1. About 30% to 60% of thymoma patients have no obvious symptoms and are only discovered to have thymoma during an accidental chest X-ray examination. The clinical manifestations of symptomatic patients are mainly local chest symptoms caused by tumor invasion or compression of adjacent mediastinal structures, including cough, chest pain, wheezing, recurrent respiratory tract infections, dyspnea, dysphagia, hoarseness, etc. At the same time, systemic symptoms include fever, weight loss, fatigue, loss of appetite, night sweats, etc.
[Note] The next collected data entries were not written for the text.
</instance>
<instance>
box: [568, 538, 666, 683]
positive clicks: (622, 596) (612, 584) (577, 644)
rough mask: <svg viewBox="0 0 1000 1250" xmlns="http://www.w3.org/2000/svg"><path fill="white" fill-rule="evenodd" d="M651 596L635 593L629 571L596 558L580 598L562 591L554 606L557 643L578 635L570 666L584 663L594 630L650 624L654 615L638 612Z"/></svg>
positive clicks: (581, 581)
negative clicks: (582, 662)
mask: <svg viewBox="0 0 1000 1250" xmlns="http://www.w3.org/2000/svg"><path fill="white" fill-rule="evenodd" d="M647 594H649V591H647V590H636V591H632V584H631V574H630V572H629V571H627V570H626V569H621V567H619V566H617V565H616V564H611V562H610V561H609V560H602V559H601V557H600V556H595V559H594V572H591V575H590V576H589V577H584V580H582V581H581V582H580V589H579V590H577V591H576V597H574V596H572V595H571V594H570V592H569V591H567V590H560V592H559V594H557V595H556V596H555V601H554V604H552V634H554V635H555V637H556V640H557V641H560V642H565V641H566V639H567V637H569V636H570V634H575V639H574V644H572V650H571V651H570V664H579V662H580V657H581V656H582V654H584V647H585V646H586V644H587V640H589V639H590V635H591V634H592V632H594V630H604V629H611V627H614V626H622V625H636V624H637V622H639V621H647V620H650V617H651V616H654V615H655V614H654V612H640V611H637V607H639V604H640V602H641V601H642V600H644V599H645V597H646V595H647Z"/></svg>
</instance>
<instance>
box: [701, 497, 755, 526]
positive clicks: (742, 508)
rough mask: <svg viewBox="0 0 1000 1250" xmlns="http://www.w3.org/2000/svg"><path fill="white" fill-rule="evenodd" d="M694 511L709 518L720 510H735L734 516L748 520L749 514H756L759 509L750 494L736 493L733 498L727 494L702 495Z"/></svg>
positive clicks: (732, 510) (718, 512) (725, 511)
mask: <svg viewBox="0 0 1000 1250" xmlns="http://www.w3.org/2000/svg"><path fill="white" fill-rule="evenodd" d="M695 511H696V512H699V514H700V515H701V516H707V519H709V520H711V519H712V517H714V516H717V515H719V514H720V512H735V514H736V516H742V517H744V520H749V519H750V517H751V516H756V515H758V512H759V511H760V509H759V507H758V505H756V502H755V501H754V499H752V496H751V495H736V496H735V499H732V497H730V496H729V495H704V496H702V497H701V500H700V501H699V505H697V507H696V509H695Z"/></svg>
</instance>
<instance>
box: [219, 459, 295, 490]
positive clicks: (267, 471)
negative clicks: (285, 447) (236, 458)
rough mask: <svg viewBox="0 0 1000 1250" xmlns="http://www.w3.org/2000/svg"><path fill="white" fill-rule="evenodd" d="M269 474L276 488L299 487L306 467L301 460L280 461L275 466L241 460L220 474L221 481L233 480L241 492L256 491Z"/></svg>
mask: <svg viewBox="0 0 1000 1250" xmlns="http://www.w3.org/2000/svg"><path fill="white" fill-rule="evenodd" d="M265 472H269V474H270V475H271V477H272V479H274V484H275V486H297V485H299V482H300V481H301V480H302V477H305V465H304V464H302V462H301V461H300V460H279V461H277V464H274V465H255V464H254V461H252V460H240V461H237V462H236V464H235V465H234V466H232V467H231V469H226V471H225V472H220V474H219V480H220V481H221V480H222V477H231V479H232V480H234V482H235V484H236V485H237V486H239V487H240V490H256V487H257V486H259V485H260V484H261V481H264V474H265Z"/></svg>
2. Thymoma has its own unique manifestations, with symptoms of combined multiple paraneoplastic syndromes: the most common are myasthenia gravis; erythroid dysplasia; polymyositis; systemic lupus erythematosus; rheumatoid arthritis; thyroiditis and other diseases. Some studies have found that patients with thymoma have a higher chance of developing a second primary tumor than other people.

3. Thymoma precautions

Thymoma is different from other tumors. If it is based solely on histology, it is impossible to determine the benign or malignant nature of thymoma. Therefore, the benign or malignant nature of thymoma needs to be judged based on the presence or absence of capsule infiltration, invasion of surrounding organs or distant metastasis. It is currently believed that all thymomas are potentially malignant. In medicine, we advocate dividing thymomas into two types: non-invasive and invasive. Generally speaking, only 30% to 40% of thymomas are invasive.